Effective July 1, Eastern Market's board of directors approved changing the organization's name to Eastern Market Partnership, an umbrella name to better describe the collective work of the organization and the nonprofit real estate development subsidiary, Eastern Market Development Corporation, Eastern Market President Dan Carmody said in a statement.
EMP plans to utilize two different protocols, one for mixed-use commercial projects and the other for food production, processing, and distribution projects. The protocols outline 13-16 criteria developers will need to follow if they want to seek support from the partnership and to ensure the projects align with Eastern Market's mission of being an inclusive, welcoming food-centric hub that champions small businesses and food entrepreneurs.
“These protocols will help maintain rent affordability and how projects promote the core values of the Market,” Carmody said. “Eastern Market Partnership welcomes developers to join us in the journey to develop an enlarged public market district that is capable of serving Detroit for the next 128 years as the current market district has served the Detroit for the past 128 years.”
The announcement comes amid rapid development happening in the historic district, including the shuttering of Farmers Restaurant in March and the announcement of Russell Street Deli closing up shop in September.

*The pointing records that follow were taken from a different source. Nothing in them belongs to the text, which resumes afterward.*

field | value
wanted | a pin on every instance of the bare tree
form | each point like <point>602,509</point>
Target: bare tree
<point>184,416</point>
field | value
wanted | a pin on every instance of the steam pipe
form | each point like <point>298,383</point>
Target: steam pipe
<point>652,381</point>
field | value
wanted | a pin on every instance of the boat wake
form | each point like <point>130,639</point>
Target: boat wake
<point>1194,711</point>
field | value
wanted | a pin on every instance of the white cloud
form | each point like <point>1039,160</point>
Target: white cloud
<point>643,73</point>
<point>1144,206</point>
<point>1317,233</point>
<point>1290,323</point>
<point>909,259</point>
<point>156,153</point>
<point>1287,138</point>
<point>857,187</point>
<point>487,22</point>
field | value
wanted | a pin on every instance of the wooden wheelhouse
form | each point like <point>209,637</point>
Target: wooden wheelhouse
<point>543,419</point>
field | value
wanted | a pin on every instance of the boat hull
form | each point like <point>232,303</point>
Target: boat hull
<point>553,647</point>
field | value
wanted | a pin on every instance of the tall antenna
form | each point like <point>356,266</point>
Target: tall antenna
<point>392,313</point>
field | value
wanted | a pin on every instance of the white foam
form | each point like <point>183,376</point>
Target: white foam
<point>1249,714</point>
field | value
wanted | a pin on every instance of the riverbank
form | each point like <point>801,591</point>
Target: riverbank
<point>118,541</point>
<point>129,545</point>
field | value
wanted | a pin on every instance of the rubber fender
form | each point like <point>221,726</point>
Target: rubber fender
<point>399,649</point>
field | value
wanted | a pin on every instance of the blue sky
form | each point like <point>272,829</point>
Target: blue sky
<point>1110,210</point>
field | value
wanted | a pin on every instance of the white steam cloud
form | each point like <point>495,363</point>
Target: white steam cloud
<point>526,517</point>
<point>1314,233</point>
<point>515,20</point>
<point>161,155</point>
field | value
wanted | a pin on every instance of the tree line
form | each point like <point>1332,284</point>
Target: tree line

The owners of Farmers Restaurant closed after the owners retired and the building sold to Sanford Nelson, who is also the landlord of the building where Russell Street Deli is currently located.
A key part of the organization's development initiatives to spur business growth is the 100-acre Food Innovation Zone, which would expand the market's footprint with the addition of space for food processing to retain existing companies and recruit new ones.
“This is about keeping thousands of jobs in the city by developing largely vacant land while improving the quality of life for existing residents and businesses who have survived decades of disinvestment,” Carmody said.
Earlier this year, the organization partnered with Eastern Market giants Wolverine Packing Co, E.W. Grobbel, and Germack, as well as Greenhorn Training Solutions to launch Food Industry Jobs. This sector provides the highest number of entry-level, living-wage jobs and makes up more than 20 percent of Michigan’s workforce, according to the market.
“Creating or retraining thousands of food jobs is important to offer employment opportunities to Detroit residents," Carmody said, adding that 15 Detroiters will be connected to jobs in the district within the next few months.
Eastern Market also wants to help emerging food entrepreneurs get to the next level with the construction of the Metro Accelerator on Riopelle and Adelaide Streets. To occupy the 15,000-square-foot space, the partnership is negotiating with five food companies that started out in its Detroit Kitchen Connect incubator or sell their products at Eastern Market to participate in the accelerator.
Lease rates will range between $7 to $11 per square foot and estimated occupancy in August. Major funders for the $3 million project are JP Morgan Chase, WK Kellogg Foundation and the New Economy Initiative.